Doch die anderen Ecken des nähenden, bastelnden, kochenden  Internets sind auch toll, wenn auch für mich derzeit aus vielen Gründen nicht ganz so spannend. Doch egal was wir selbst machen - es verändert etwas! Wenn wir Dinge selbst machen, dann lernen wir, sie mehr und mehr so zu machen, wie sie für uns gut sind. Wir lösen uns aus den üblichen Konsumprozessen und gestalten unser Leben und unsere Lebensumwelt nach eigenem Gusto. Das ist in jedem Fall bereichernd und lehrreich. Es lebe die Vielfalt! Alle DIY-Ecken des Internets sind gut. Ach hätten wir nur die Zeit überall zu schauen und uns inspirieren zu lassen! Wenn die Massenmedien uns und viele andere mit der Nase auch auf Unbekanntes stupsen, ist das nicht das schlechteste, auch wenn wir latent das Gefühl haben, dass wir Internettussis das alles schon vorher wussten. Mag sein - aber auch wir haben nur begrenzte Zeit und leben in einer Filterblase.
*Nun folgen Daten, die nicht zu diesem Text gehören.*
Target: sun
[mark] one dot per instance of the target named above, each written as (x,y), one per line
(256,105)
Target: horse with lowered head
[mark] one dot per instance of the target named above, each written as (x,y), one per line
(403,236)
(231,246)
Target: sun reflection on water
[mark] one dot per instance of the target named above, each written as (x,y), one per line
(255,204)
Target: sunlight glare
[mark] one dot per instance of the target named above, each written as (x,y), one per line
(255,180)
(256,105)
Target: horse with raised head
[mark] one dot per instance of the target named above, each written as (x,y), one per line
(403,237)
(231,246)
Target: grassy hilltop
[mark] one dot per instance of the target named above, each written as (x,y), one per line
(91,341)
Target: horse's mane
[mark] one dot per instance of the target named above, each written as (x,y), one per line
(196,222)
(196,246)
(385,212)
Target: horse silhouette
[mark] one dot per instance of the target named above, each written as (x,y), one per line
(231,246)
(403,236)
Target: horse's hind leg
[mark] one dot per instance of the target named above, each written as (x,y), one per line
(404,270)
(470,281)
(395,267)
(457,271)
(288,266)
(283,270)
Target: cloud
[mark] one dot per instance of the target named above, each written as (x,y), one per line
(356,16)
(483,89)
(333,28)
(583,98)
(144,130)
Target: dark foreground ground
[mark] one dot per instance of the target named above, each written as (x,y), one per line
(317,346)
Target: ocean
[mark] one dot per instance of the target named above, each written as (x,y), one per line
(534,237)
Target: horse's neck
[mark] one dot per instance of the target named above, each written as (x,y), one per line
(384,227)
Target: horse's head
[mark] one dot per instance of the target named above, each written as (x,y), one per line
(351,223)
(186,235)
Selbermachen ist toll - je mehr es erkennen, um so besser!


Je mehr Menschen den Wert des Selbstgemachten erkennten, umso besser wird unsere Welt. Diese Theorie mag naiv klingen, aber ich glaube fest daran. An mir und an anderen kann ich beobachten, wie das selbst in die Hand nehmen, das Selbermachen, das Gestalten der eigenen Lebensumwelt mehr als die Garderobe veränderte. Durch das Selbermachen und das sich zeigen wird ein Erkenntnisprozess in Gang gesetzt, der sich auch auf andere Lebensbereiche überträgt. Da beginnt etwas, das nicht mehr rückgängig zu machen ist. Wenn unser Hörspiel zu Weihnachten auch ein Märchen war, die positiven Rückmeldungen dazu bestätigten uns darin, dass nicht nur wir so fühlen.

Was könnte passieren, wenn Handarbeiten (wieder) massentauglich wird? Was könnten die Nachteile sein? Ich weiß es nicht, weil ich es mir eigentlich gar nicht vorstellen will. Aber vielleicht packt diese Freude am Selbermachen nicht alle. Das kann schon sein, auch ich habe nach einer aktiven Phase als Teenager und junge Erwachsene fast zwanzig Jahre nur wenig gehandarbeitet, bis ich es wieder für mich entdeckte. Ich kann nicht genau sagen, woraus diese Pause resultierte. Vielleicht passte es nicht in meine Leben, vielleicht passte es nicht in die Gesellschaft. Wenn es mir passiert, kann es auch anderen so gehen. Ich will ja gar nicht alle bekehren. Es muß schon passen. Irgendetwas in uns muß reif dafür sein, etwas Neues auszuprobieren und das Leben die Hand zu nehmen.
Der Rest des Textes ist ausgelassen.